Female Fetishes and Implements
An exhibition of the current artwork of Claudia DeMonte. On display will be Female Fetishes: everyday actual size wooden women's objects usually associated with 'women' covered with 29 different pewter 'milagros' nailed into each piece and Female Implements: a series of 15 bronze wall sculptures that are influenced by Cycladic Art and the fact that women are perceived as caretakers 'serving' others.
This body of work is based on my Italian Catholic upbringing. When praying for something specific an image of the item sought was often nailed to an object or the wall. In Italy, Brazil, Mexico and in most Catholic countries churches can be seen heavily decorated with wax, silver and paper cut images the faithful bring in hopes of having their wishes granted. These objects are often referred to as 'milagros' (miracles).
For the last twenty years the issue of women in today's society has always been central to my work. Using everyday items thought of as being 'female' I have taken these objects as female icons and densely covered them with pewter images from my personal iconography.
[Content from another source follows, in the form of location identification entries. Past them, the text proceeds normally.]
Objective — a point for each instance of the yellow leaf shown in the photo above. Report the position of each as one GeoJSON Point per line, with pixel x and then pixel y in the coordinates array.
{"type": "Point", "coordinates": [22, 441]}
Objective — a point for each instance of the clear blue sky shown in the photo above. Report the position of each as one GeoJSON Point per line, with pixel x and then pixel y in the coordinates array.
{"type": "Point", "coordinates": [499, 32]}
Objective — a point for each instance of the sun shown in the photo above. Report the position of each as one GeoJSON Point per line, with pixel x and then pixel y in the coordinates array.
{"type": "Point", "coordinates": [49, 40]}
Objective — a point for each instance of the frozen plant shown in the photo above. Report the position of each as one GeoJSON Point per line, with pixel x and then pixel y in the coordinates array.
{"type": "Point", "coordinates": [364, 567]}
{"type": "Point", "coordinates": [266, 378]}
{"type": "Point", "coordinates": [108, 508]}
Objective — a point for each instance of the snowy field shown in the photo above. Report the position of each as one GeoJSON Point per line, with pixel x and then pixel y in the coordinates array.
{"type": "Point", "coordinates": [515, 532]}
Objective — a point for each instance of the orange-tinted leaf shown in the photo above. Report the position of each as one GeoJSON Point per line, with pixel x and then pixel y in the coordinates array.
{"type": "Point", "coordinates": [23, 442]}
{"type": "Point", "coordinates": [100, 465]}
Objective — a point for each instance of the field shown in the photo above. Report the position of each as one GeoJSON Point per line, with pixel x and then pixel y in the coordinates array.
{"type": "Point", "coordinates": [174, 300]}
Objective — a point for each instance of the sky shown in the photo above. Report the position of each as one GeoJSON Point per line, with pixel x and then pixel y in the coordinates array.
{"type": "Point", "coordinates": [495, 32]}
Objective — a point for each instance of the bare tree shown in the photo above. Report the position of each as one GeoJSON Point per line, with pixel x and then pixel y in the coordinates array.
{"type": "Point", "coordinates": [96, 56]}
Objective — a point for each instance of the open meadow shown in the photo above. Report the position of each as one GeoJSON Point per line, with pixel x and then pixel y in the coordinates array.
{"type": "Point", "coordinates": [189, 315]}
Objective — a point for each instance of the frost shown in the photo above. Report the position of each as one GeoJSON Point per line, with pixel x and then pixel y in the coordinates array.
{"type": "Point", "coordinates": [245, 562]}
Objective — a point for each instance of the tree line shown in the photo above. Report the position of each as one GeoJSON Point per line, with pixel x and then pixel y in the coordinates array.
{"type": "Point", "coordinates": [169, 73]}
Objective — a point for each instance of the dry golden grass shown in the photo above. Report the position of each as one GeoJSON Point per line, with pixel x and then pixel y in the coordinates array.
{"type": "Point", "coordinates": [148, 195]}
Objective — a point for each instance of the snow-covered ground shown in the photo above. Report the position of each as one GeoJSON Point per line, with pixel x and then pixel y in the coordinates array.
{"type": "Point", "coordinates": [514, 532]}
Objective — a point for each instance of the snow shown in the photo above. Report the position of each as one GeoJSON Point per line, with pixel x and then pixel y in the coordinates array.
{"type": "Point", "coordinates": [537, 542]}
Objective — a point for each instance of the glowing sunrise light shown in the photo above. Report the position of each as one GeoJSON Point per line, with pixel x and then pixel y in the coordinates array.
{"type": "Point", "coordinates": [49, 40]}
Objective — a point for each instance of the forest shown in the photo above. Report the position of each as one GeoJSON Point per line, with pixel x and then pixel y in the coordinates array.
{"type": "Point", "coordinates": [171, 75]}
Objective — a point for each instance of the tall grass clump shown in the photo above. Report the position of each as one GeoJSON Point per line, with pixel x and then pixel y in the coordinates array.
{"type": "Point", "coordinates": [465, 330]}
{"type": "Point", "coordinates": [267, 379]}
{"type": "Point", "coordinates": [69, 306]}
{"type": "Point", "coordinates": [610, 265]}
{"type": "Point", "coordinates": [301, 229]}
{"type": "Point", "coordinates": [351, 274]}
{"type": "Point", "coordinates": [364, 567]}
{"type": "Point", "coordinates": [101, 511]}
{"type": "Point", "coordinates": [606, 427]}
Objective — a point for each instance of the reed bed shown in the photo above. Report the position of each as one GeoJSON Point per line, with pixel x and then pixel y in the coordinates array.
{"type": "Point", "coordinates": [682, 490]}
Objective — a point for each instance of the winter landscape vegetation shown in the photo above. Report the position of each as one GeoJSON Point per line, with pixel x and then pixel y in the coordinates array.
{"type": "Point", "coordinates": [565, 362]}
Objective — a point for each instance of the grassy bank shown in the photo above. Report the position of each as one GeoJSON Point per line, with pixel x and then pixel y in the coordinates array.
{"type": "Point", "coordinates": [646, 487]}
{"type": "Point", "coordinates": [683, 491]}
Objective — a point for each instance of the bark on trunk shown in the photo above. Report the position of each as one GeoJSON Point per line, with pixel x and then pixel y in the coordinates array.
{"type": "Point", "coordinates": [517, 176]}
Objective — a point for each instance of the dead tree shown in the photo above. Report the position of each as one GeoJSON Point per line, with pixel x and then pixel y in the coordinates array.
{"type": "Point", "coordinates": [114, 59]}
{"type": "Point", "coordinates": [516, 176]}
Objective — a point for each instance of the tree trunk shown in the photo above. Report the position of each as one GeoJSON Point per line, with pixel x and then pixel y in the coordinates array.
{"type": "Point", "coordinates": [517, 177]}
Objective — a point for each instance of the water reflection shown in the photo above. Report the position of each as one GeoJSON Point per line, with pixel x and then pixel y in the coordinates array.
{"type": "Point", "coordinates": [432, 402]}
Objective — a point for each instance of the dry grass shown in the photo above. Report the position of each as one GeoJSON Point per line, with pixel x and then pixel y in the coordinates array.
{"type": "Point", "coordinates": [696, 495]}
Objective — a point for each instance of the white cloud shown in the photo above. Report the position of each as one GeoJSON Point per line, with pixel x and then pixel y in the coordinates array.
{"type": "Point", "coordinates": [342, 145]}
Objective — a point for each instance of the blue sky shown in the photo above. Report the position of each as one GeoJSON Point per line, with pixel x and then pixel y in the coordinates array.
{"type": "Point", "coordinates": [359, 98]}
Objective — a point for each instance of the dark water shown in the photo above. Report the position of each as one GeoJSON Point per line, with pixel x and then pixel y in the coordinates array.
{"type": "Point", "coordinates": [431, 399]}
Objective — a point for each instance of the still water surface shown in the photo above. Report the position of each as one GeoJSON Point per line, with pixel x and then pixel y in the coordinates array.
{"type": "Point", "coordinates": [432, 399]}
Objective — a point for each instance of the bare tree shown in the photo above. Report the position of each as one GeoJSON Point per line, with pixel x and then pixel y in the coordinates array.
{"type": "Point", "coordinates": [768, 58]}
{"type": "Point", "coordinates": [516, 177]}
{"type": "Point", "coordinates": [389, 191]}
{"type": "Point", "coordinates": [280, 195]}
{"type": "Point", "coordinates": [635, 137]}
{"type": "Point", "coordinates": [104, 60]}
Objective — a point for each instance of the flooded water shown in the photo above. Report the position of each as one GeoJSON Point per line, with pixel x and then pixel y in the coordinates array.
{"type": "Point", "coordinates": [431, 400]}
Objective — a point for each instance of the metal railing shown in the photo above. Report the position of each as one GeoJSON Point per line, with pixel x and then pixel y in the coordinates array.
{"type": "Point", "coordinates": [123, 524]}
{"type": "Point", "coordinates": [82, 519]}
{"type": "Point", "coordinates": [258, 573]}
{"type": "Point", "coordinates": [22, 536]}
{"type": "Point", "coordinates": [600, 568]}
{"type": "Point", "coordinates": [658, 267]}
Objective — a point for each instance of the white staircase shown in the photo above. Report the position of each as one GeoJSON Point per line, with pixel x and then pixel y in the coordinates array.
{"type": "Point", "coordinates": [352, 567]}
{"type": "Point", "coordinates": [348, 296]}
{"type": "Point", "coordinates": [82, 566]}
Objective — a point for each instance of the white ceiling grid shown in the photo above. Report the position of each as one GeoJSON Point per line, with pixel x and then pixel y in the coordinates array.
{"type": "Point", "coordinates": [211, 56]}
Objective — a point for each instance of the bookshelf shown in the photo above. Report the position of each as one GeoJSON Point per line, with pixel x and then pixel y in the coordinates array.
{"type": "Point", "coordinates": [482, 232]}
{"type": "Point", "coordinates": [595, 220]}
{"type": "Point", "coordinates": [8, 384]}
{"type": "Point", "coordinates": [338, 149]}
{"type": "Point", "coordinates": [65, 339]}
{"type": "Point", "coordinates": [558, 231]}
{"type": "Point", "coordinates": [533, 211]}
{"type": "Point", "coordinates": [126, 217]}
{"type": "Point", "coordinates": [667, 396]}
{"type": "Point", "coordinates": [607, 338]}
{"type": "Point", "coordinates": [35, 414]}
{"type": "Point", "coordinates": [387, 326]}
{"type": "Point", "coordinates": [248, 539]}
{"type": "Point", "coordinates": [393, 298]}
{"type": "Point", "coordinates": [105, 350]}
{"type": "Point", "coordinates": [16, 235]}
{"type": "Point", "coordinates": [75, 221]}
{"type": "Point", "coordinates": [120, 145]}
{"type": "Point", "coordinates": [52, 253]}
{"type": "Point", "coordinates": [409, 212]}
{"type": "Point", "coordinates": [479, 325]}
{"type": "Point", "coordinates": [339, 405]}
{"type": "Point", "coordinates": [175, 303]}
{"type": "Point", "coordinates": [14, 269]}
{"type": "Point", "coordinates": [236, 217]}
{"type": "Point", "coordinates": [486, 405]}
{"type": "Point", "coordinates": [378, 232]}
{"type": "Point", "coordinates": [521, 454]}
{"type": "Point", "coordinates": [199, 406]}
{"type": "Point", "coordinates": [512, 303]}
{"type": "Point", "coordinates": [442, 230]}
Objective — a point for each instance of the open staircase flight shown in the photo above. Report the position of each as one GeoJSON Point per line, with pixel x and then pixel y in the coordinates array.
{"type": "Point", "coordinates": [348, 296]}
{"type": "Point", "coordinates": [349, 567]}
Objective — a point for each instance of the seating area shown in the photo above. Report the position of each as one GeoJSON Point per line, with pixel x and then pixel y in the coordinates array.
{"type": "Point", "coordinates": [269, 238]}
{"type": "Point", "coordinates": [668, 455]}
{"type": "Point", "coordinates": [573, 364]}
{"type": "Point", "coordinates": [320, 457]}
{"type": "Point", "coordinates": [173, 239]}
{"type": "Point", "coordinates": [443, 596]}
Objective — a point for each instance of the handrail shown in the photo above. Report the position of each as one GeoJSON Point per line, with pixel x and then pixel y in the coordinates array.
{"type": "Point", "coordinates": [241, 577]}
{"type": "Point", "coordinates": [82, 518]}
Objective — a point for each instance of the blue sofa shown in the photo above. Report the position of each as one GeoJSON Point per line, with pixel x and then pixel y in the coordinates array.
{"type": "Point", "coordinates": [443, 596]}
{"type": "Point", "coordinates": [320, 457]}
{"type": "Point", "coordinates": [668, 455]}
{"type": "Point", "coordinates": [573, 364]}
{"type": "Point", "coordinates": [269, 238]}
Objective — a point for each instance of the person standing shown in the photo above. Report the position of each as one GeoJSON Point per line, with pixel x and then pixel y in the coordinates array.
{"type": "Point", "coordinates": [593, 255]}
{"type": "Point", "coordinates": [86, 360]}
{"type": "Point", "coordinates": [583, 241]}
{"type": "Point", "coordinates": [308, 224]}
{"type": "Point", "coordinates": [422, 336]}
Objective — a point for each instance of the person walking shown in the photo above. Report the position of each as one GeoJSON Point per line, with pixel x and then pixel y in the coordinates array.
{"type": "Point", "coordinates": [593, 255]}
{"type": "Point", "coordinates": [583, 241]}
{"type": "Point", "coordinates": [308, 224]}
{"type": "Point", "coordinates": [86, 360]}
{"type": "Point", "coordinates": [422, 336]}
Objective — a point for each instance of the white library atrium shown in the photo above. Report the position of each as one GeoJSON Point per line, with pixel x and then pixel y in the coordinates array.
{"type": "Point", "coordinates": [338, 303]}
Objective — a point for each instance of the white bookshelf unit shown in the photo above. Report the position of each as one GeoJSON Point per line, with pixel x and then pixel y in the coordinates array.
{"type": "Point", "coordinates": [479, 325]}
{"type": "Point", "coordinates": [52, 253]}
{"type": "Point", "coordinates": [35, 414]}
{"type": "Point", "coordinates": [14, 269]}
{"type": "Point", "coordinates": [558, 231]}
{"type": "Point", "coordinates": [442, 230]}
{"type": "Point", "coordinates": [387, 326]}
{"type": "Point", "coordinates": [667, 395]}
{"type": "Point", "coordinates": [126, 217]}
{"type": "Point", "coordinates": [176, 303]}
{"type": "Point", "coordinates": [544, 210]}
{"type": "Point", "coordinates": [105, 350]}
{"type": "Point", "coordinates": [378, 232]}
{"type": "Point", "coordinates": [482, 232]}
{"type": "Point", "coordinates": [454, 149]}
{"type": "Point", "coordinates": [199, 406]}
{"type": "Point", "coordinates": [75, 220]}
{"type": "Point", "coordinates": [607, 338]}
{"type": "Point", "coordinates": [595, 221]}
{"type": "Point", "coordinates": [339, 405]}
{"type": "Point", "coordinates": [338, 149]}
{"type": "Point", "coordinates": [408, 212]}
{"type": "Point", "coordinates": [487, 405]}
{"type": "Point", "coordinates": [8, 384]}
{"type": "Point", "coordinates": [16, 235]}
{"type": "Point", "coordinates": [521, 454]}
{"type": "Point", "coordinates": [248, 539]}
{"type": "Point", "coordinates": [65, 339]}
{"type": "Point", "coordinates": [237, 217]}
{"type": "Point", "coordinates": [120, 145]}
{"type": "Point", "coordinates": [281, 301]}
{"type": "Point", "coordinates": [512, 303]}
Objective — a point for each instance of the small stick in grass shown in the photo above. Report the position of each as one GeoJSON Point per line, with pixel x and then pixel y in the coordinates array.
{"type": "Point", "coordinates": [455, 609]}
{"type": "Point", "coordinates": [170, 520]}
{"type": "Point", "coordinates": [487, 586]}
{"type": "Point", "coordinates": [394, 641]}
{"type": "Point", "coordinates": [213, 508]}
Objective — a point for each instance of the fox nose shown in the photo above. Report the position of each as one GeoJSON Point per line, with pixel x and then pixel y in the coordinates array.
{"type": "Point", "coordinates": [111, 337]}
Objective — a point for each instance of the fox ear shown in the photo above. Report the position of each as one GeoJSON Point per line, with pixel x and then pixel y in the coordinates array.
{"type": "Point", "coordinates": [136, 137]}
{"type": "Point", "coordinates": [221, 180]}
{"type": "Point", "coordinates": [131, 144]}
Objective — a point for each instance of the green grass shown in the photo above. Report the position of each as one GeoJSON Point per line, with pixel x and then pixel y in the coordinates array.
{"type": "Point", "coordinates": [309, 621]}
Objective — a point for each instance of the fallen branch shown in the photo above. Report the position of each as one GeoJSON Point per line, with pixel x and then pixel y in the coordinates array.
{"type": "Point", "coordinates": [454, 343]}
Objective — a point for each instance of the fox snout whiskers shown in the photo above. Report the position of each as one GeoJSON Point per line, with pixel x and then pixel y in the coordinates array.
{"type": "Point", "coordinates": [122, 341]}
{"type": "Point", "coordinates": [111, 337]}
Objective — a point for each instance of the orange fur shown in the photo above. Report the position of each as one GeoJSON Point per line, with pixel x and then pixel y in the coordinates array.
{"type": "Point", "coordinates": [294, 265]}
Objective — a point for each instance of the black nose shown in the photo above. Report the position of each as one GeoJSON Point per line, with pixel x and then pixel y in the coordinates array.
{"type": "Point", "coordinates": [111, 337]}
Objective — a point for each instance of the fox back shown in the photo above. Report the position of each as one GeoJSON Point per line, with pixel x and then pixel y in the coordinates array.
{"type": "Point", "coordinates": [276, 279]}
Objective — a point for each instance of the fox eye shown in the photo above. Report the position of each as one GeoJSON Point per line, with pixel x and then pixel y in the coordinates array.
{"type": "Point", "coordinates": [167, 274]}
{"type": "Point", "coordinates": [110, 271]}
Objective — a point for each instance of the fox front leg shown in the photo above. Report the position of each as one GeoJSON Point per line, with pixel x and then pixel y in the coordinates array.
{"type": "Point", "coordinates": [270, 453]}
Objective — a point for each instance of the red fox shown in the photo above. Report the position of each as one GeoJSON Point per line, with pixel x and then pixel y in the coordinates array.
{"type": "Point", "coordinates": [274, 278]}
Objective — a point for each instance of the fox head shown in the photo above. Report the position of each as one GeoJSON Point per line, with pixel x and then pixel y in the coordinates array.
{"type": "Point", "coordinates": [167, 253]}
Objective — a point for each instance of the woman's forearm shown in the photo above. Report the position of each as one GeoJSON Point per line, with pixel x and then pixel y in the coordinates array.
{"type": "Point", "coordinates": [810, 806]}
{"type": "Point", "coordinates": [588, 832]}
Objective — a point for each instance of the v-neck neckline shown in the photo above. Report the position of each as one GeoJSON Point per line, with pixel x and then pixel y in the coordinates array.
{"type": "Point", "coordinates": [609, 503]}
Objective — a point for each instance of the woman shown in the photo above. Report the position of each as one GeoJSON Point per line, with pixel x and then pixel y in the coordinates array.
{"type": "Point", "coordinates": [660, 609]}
These pieces were fabricated in Thailand where I worked with local woodcarvers and cast the pewter milagros at the largest pewter foundry in the world. These pieces were shipped back to the U.S. where I hand hammered each milagros with brass brads into the wooden bases.
FEMALE IMPLEMENTS/SERVING OBJECTS
This series of 15 bronze wall sculptures are influenced by pre-history and the elongated forms of Cycladic Art.
Although somewhat autobiographical, each head having my own ponytail, the body of each sculpture turns into serving piece and/or tool. These works show that women serve/take care of/fix the world.